# Umbau Tafelschere



## MeisterLampe81 (6 August 2012)

Hallo zusammen,

ich habe im Moment ein kleines Problem, bei dem ich noch nicht genau weiß, wie ich mich verhalten soll:

Wir sind im Besitz einer wunderschönen Tafelschere Bj. 1975 ohne irgendwelche Doku, Sicherheitsmechanismen oder CE Erklärungen..

Die Mechanik ist noch im guten Zustand, aber der Schaltschrank ist fürn ar... und die Kabel sind mittlerweile alle hart. Nun gibt es Überlegungen die Maschine elektrisch zu überholen. Mit der Steuerung einer Tafelschere habe ich mich allerdings noch nie beschäftigt. Ich denke mal, das wir das Sicherheitskonzept völlig überdenken bzw. anpassen sollten. Hab als C-Norm die EN 13985:2003 gefunden. Wenn man sich das Inhaltsverzeichnis anschaut, deckt diese Norm die Sicherheitstechnischen belange ab.

Hat jemand Erfahrung mit dem Umbau von Tafelscheren? Normalerweise bauen wir die meisten Maschinen selbst um, nur bei besonderen Maschinen, wie z.B. Pressen oder Anlagen mit hoher Gefährdung holen wir uns hilfe. Ist es hier auch ratsam oder kommt man mit der oben erwähnten C-Norm gut zurecht??

Gruß
MeisterLampe81


----------



## Tommi (6 August 2012)

Hallo,

wir haben vor einiger Zeit eine alte Tafelschere auch mit neuer Elektrik ausgerüstet.
Die hatte allerdings ein sicheres Werkzeug, man kommt mit den Fingern nicht
an die Schere (Spalt <4mm).
Sonstige Exzenter o.ä., wo man sich verletzen konnte, hatte die auch nicht.
Die war also in sich mechanisch sicher.

Wir haben also die Elektrik nach heutigem Stand, mit kurzer Sistema-Bewertung,
erneuert und alles war gut.

Die erwähnte Norm kenne ich (noch) nicht, da muss ich mich erst mal schlau machen.

Wenn die Schere nicht "in sich" sicher ist und Du z.B. ein Lichtgitter installieren
musst, wird es schwieriger.
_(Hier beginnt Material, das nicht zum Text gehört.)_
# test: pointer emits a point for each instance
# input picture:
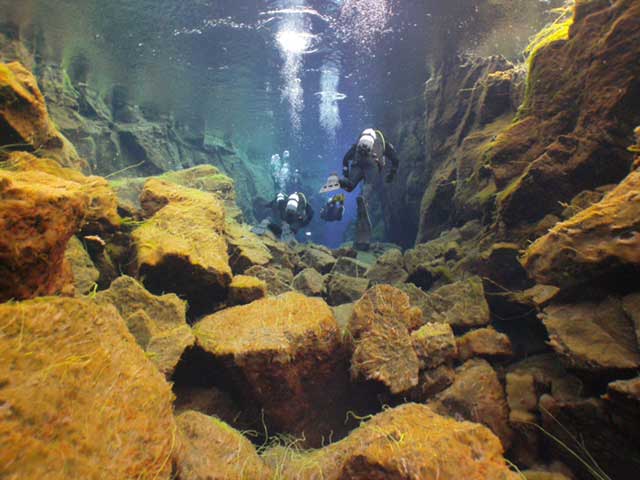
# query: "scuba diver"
(290, 214)
(365, 160)
(333, 210)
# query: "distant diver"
(290, 214)
(333, 210)
(366, 160)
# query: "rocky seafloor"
(145, 332)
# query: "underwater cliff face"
(152, 327)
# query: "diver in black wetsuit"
(290, 215)
(366, 160)
(333, 210)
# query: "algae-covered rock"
(101, 215)
(460, 304)
(389, 269)
(25, 119)
(278, 280)
(382, 345)
(80, 397)
(350, 267)
(344, 289)
(600, 239)
(85, 274)
(212, 450)
(181, 248)
(403, 443)
(593, 336)
(39, 213)
(158, 323)
(434, 344)
(484, 342)
(245, 289)
(285, 354)
(309, 282)
(246, 249)
(478, 396)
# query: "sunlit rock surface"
(285, 353)
(181, 248)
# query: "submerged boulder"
(403, 443)
(209, 449)
(181, 248)
(158, 323)
(85, 274)
(309, 282)
(389, 269)
(484, 342)
(284, 352)
(478, 396)
(39, 213)
(598, 337)
(383, 349)
(601, 239)
(245, 289)
(25, 119)
(79, 397)
(278, 280)
(344, 289)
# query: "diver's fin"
(333, 184)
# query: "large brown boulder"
(80, 397)
(209, 449)
(380, 329)
(598, 337)
(599, 240)
(38, 215)
(284, 352)
(478, 396)
(460, 304)
(565, 142)
(25, 119)
(102, 210)
(403, 443)
(158, 323)
(181, 248)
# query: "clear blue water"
(299, 75)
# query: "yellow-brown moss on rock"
(593, 336)
(24, 119)
(212, 450)
(285, 353)
(79, 397)
(245, 289)
(596, 241)
(38, 215)
(158, 323)
(181, 248)
(403, 443)
(382, 347)
(102, 209)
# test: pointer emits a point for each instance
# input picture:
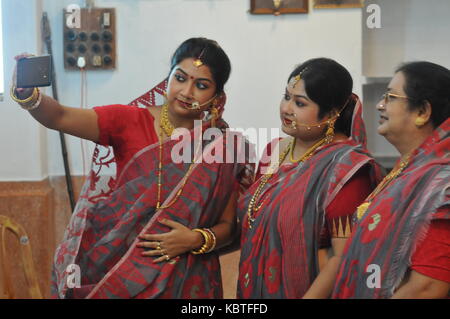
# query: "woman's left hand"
(169, 245)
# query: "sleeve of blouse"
(339, 213)
(432, 256)
(111, 121)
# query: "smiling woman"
(156, 225)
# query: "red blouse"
(128, 129)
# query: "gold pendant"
(361, 210)
(376, 220)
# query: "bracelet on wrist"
(209, 241)
(29, 103)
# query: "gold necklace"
(164, 122)
(309, 152)
(165, 126)
(265, 178)
(361, 210)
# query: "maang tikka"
(198, 62)
(297, 78)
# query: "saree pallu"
(396, 221)
(100, 240)
(279, 254)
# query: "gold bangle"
(28, 99)
(207, 242)
(214, 239)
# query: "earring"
(214, 113)
(294, 125)
(419, 122)
(330, 131)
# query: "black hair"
(427, 82)
(212, 55)
(330, 85)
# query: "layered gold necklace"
(361, 210)
(164, 122)
(253, 206)
(167, 127)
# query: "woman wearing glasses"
(400, 247)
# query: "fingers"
(152, 237)
(152, 244)
(164, 258)
(170, 223)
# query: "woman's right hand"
(21, 92)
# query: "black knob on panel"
(95, 36)
(82, 36)
(82, 48)
(96, 48)
(107, 60)
(107, 48)
(70, 47)
(71, 35)
(107, 36)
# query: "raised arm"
(74, 121)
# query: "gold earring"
(420, 122)
(330, 131)
(214, 113)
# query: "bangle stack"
(209, 241)
(31, 102)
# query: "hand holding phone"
(33, 71)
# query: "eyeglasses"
(387, 97)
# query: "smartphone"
(34, 71)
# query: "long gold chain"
(308, 153)
(361, 210)
(252, 209)
(160, 165)
(164, 122)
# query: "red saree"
(279, 254)
(396, 221)
(111, 213)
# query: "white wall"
(23, 150)
(263, 51)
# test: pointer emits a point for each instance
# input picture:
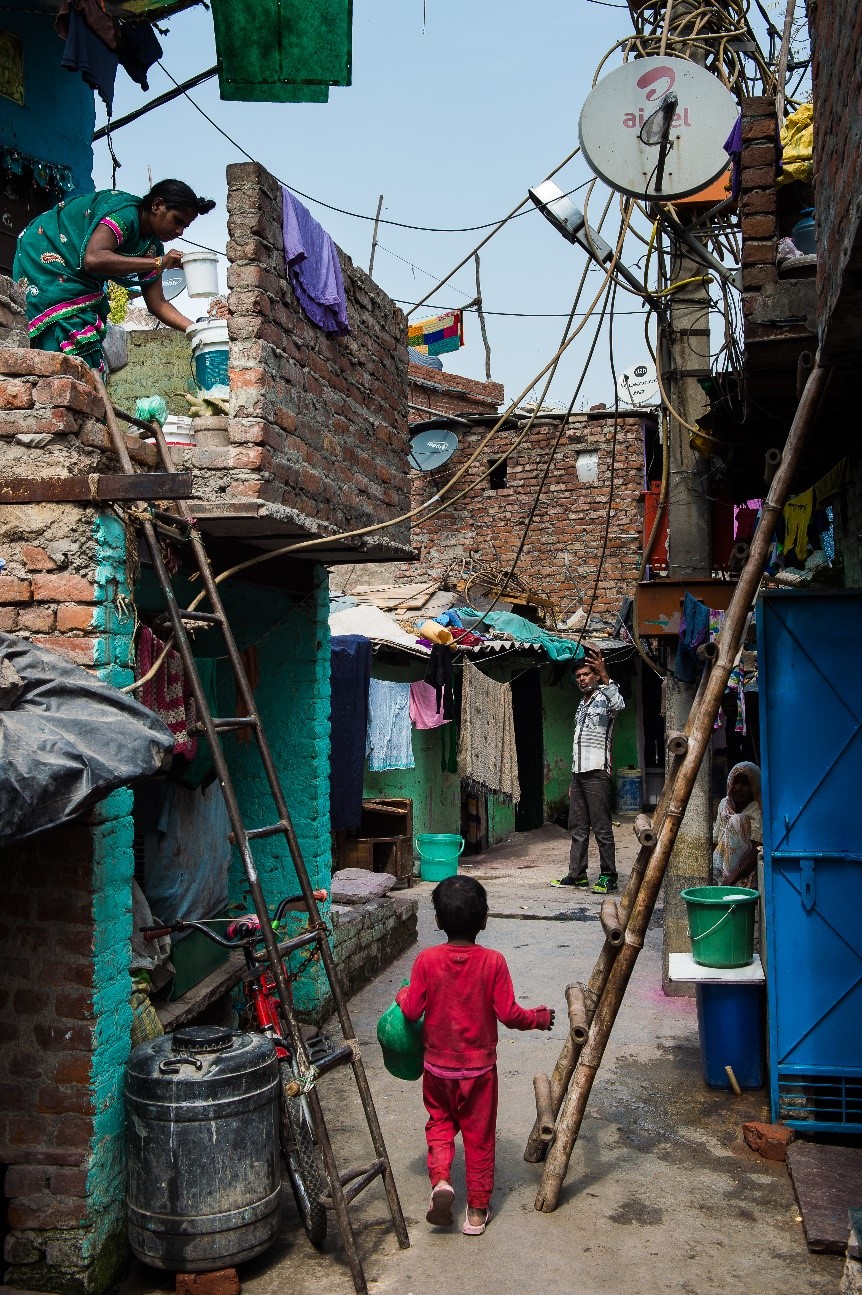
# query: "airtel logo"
(649, 82)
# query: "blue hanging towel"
(390, 743)
(351, 670)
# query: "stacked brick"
(317, 422)
(836, 40)
(449, 393)
(566, 548)
(757, 206)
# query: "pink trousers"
(467, 1106)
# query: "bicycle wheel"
(304, 1166)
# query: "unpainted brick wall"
(317, 422)
(836, 53)
(566, 536)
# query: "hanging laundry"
(87, 53)
(694, 630)
(390, 742)
(487, 756)
(797, 514)
(423, 706)
(439, 675)
(830, 484)
(313, 267)
(167, 694)
(137, 48)
(350, 675)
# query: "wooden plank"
(100, 487)
(827, 1181)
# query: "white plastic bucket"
(201, 271)
(179, 430)
(210, 351)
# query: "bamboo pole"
(572, 1110)
(577, 1017)
(544, 1111)
(562, 1074)
(610, 920)
(645, 832)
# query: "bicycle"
(262, 1014)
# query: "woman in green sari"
(67, 254)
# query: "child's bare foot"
(475, 1221)
(440, 1210)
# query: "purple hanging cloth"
(313, 267)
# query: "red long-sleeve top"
(464, 991)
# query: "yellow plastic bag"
(797, 146)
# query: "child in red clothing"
(464, 991)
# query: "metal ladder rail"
(343, 1188)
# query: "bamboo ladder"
(562, 1100)
(343, 1186)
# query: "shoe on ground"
(440, 1208)
(475, 1229)
(605, 885)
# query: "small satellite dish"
(656, 127)
(172, 282)
(638, 387)
(430, 450)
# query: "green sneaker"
(605, 885)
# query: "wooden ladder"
(343, 1186)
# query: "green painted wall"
(436, 795)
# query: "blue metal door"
(810, 707)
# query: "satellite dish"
(172, 282)
(638, 387)
(430, 450)
(656, 127)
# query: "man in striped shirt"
(589, 799)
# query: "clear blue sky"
(453, 113)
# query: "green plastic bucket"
(721, 925)
(439, 852)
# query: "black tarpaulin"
(66, 741)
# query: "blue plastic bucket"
(629, 791)
(439, 854)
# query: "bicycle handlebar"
(154, 933)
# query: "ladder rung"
(227, 724)
(259, 833)
(330, 1061)
(355, 1182)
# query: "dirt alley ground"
(662, 1195)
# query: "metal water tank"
(203, 1153)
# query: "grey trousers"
(589, 807)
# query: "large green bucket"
(439, 855)
(721, 925)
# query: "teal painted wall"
(113, 870)
(57, 118)
(436, 795)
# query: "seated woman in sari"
(739, 828)
(67, 254)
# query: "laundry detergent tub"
(439, 854)
(721, 925)
(210, 354)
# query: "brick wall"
(65, 1001)
(317, 422)
(773, 308)
(448, 393)
(564, 541)
(836, 53)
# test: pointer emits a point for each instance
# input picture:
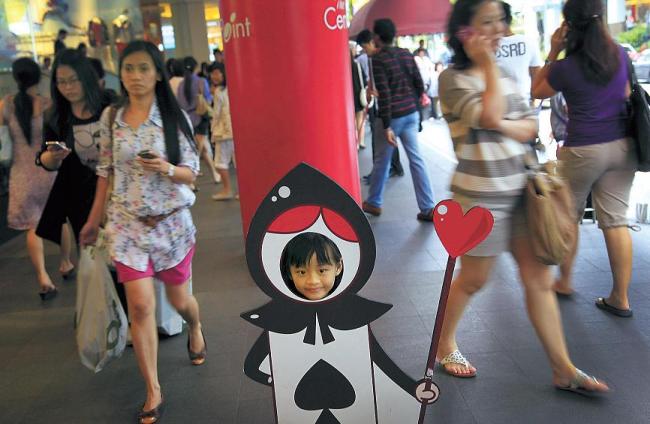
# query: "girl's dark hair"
(461, 15)
(169, 65)
(385, 30)
(221, 67)
(171, 114)
(301, 248)
(61, 113)
(189, 63)
(589, 41)
(27, 74)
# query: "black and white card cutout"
(320, 356)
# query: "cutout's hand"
(426, 396)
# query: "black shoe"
(371, 209)
(48, 294)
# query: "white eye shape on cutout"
(274, 244)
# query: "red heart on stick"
(461, 233)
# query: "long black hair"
(301, 248)
(221, 67)
(589, 41)
(171, 114)
(61, 113)
(189, 63)
(27, 74)
(461, 16)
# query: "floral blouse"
(139, 193)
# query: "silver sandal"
(577, 384)
(456, 357)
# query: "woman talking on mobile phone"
(490, 124)
(149, 150)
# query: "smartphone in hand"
(56, 145)
(146, 154)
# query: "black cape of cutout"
(286, 317)
(343, 310)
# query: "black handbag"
(639, 119)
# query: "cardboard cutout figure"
(320, 356)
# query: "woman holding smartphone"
(22, 113)
(70, 144)
(150, 152)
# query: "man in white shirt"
(519, 55)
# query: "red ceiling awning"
(411, 17)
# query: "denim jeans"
(406, 128)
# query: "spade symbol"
(324, 387)
(326, 417)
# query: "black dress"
(73, 191)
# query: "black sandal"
(197, 358)
(153, 415)
(48, 294)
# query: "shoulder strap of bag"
(112, 113)
(405, 71)
(631, 75)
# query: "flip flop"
(153, 415)
(602, 304)
(69, 274)
(577, 385)
(456, 357)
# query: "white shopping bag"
(100, 321)
(169, 322)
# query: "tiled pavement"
(42, 380)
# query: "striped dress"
(491, 170)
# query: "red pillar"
(289, 82)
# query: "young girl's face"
(69, 85)
(314, 280)
(139, 74)
(217, 77)
(490, 22)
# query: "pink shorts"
(174, 276)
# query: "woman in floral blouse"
(150, 152)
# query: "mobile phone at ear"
(146, 154)
(57, 145)
(464, 33)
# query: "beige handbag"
(202, 106)
(550, 214)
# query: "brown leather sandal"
(153, 415)
(197, 358)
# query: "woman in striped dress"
(490, 125)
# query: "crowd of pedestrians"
(87, 156)
(485, 97)
(89, 153)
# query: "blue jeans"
(406, 128)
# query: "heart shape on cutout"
(461, 233)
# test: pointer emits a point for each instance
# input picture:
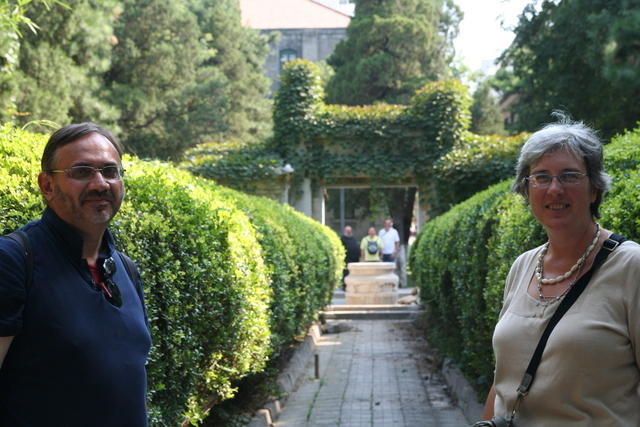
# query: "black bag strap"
(21, 238)
(608, 246)
(134, 275)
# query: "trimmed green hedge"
(461, 259)
(229, 279)
(476, 162)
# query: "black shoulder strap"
(22, 239)
(134, 275)
(608, 246)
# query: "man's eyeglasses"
(111, 292)
(544, 180)
(86, 173)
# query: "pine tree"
(160, 79)
(239, 54)
(58, 74)
(485, 112)
(392, 48)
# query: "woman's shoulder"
(528, 256)
(629, 250)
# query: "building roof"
(284, 14)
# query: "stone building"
(308, 30)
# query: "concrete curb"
(289, 379)
(460, 388)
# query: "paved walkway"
(372, 373)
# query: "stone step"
(370, 307)
(372, 312)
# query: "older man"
(73, 333)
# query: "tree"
(580, 56)
(239, 54)
(161, 79)
(392, 49)
(485, 111)
(58, 70)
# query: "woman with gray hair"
(587, 363)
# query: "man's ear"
(45, 182)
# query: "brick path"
(372, 373)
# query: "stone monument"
(371, 283)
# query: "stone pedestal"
(371, 283)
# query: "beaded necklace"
(546, 300)
(577, 265)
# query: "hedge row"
(461, 258)
(229, 279)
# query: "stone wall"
(314, 44)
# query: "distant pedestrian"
(352, 250)
(371, 246)
(390, 241)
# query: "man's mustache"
(95, 194)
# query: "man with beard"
(74, 338)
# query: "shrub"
(229, 279)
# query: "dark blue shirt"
(76, 359)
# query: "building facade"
(307, 29)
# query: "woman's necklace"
(547, 300)
(577, 265)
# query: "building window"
(287, 55)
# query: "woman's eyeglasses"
(544, 180)
(111, 292)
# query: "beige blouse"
(590, 369)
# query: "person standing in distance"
(390, 240)
(351, 248)
(74, 341)
(371, 247)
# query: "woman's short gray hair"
(575, 137)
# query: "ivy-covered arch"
(375, 145)
(382, 143)
(425, 145)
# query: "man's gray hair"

Eine wesentliche Veränderung machst Du dann meiner
Ansicht immer noch nicht, da Du die Sicherheit ja auf jeden Fall erhöhst, aber 
dann kommt die Norm ins Spiel, die musst Du dann erst lesen oder Dich
beraten lassen.
Was Du tun willst, hängt von Deinen Vorkenntnissen- oder denen Deiner Kollegen ab. 

Mit einer Presse (wie oben beschrieben), also einer "Anhang IV-Maschine" mit
aufwendigerem Konformitätsbewertungsverfahren, kann man
eine Tafelschere meiner Meinung nach nicht vergleichen.

Ich hoffe, ich konnte erstmal ein paar Tipps geben.

Gruß
Tommi


----------



## Safety (6 August 2012)

Hallo,
es handelt sich um eine Maschine die vor 1993 erstmalig bereitgestellt wurde. Also ist hier die BetrSichV relevant, diese Maschine muss also den Anhang 1 erfüllen. Nach dem was ich gelesen habe ist dies auch zu dem jetzigen Zeitpunkt nicht gegeben! Also müsste hier auch ohne Umbau was getan werden. Suche auch nach entsprechenden UVV oder ZH die relevant sind. Sehe Dir bitte diesen Link an T008-1a sollte Dir mal zeigen was auch bei Altmaschinen alles gefordert ist:
http://downloadcenter.bgrci.de/shop/
Wenn Ihr da jetzt was umbaut solltet Ihr euch, egal ob wesentliche Veränderung oder nicht, soweit wie finanziell vertretbar, am Stand der Technik orientieren.
Die DIN EN 13985 ist hier sehr behilflich und sollte Anwendung finden.


----------